HOOFDSTUK 1. - Definities
Art. 1
HOOFDSTUK 2. - Verplichtingen van de busvervoerders
Art. 2-5
HOOFDSTUK 3. - Modaliteiten van doorgifte van de passagiersgegevens
Art. 6-9
HOOFDSTUK 4. - Diverse bepalingen
Art. 10-11



Deze tekst heeft de volgende tekst(en) gewijzigd:

2017010166 



Uitvoeringsbesluit(en):



Artikels:

HOOFDSTUK 1. - Definities
Artikel 1. Voor de toepassing van dit besluit moet worden verstaan onder:
  1° "de wet": de wet van 25 december 2016 betreffende de verwerking van passagiersgegevens;
  2° "busvervoerders": ondernemingen die het vervoer over de weg zoals bedoeld in artikel 4, 4° van de wet verrichten;
  3° "push-methode": de methode waarop de busvervoerders de passagiersgegevens doorgeven aan de PIE;
  4° "identiteitsdocumenten": documenten uitgevaardigd door een officiële instantie, op basis waarvan de identiteit van de passagiers kan vastgesteld worden, zijnde nationale identiteitskaarten, internationaal erkende paspoorten of rechtsgeldige vervangende documenten;
  5° "reisdocumenten": documenten die de passagier een titel verschaffen voor het vervoer zoals bedoeld in artikel 4, 4° van de wet;
  6° "document "Implementatierichtlijnen"": document uitgevaardigd door de PIE dat de busvervoerders informatie verschaft betreffende de uitvoering van de verplichtingen opgelegd in de wet en huidig koninklijk besluit.

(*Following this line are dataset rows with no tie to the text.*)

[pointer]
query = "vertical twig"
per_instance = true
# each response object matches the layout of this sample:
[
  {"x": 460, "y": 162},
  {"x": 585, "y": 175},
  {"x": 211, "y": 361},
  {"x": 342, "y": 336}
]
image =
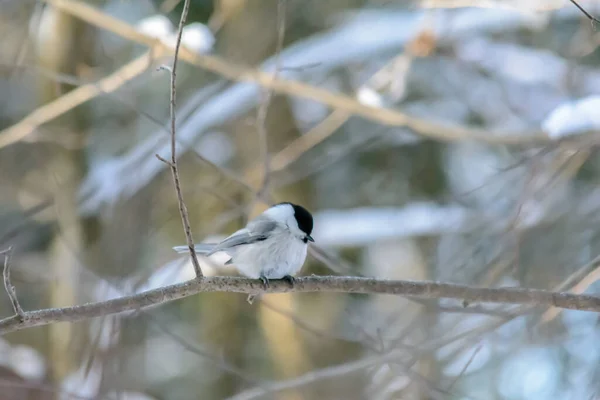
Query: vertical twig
[
  {"x": 173, "y": 163},
  {"x": 592, "y": 19},
  {"x": 10, "y": 289},
  {"x": 261, "y": 117}
]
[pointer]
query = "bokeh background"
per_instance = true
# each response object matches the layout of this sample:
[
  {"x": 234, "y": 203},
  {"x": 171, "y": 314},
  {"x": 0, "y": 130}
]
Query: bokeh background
[{"x": 434, "y": 139}]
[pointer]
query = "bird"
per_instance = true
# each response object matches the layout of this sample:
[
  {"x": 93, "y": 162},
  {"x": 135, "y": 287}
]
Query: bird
[{"x": 271, "y": 246}]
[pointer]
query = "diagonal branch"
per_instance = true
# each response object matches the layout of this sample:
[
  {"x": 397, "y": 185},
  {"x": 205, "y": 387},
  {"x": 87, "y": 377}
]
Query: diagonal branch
[
  {"x": 173, "y": 163},
  {"x": 10, "y": 289},
  {"x": 333, "y": 284}
]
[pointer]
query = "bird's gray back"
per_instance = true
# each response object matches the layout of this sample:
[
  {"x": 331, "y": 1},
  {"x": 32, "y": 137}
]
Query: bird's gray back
[{"x": 257, "y": 230}]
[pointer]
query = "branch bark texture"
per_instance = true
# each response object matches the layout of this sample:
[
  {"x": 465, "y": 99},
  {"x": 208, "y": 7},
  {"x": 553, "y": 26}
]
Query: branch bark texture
[{"x": 420, "y": 289}]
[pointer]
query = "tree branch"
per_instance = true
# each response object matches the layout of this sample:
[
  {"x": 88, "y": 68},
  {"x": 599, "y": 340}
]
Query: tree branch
[
  {"x": 173, "y": 163},
  {"x": 10, "y": 289},
  {"x": 421, "y": 289}
]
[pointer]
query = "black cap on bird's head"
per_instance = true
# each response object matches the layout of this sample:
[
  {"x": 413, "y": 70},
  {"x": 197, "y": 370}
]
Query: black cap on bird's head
[{"x": 303, "y": 218}]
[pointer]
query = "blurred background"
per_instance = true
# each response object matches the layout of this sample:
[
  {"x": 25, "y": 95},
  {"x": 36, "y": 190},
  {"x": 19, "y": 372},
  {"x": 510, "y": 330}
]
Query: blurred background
[{"x": 432, "y": 139}]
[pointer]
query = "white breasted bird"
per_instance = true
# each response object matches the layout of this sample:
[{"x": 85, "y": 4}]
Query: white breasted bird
[{"x": 271, "y": 246}]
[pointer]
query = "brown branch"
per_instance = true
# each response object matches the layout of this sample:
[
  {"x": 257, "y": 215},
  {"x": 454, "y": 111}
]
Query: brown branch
[
  {"x": 333, "y": 284},
  {"x": 386, "y": 116},
  {"x": 10, "y": 289},
  {"x": 592, "y": 19},
  {"x": 261, "y": 117},
  {"x": 173, "y": 163}
]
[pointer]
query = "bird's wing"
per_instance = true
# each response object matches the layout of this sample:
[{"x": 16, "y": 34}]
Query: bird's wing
[{"x": 256, "y": 231}]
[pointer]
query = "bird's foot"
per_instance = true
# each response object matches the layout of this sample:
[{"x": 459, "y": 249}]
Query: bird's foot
[
  {"x": 290, "y": 279},
  {"x": 265, "y": 281}
]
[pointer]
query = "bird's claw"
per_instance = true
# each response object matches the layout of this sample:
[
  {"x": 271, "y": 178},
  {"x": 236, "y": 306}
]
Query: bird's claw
[
  {"x": 265, "y": 281},
  {"x": 290, "y": 279}
]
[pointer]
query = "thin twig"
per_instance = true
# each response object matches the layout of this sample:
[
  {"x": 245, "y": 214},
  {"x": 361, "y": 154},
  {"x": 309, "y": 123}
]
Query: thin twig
[
  {"x": 173, "y": 163},
  {"x": 261, "y": 118},
  {"x": 392, "y": 117},
  {"x": 10, "y": 289},
  {"x": 332, "y": 284},
  {"x": 592, "y": 19}
]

HOOFDSTUK 2. - Verplichtingen van de busvervoerders
Art.2. § 1. De busvervoerders sturen alle in artikel 9, § 1 van de wet opgesomde passagiersgegevens, waarover zij beschikken, door naar de PIE.
  § 2. De busvervoerders sturen de in § 1 opgesomde passagiersgegevens, waarover zij beschikken, via de push-methode door naar de PIE op volgende tijdstippen:
  1° 48 uur vóór de geplande vertrektijd van de bus; en
  2° onmiddellijk na het afsluiten van de bus, dat wil zeggen wanneer de passagiers aan boord zijn gegaan van de bus die klaar staat voor vertrek en er geen passagiers meer aan of van boord kunnen gaan.
  § 3. Indien toegang tot passagiersgegevens noodzakelijk is om te kunnen reageren op een specifieke en concrete dreiging die verband houdt met terroristische misdrijven of ernstige criminaliteit, worden door de busvervoerders, per geval, en op verzoek van de PIE, passagiersgegevens verstrekt op andere dan de in paragraaf 2 vermelde tijdstippen.

Art.3. In het kader van de doorgifte van de passagiersgegevens zoals bedoeld in artikel 2, § 2, controleren de busvervoerders, in uitvoering van artikel 7, § 1 van de wet, op het moment dat de passagiers aan boord gaan van de bus, of de identiteit van elke passagier, zoals vermeld op diens identiteitsdocument overeenstemt met diens persoonsgegevens, zoals vermeld op het reisdocument.

Art.4. Indien de busvervoerders vaststellen dat de passagiersgegevens, bedoeld in artikel 9, § 1, 18° van de wet, waarover zij beschikken, niet actueel, niet juist of niet volledig zijn, nemen zij de noodzakelijke maatregelen teneinde deze gegevens uiterlijk op het ogenblik van de doorgifte bedoeld in artikel 2, § 2, 2°, te corrigeren.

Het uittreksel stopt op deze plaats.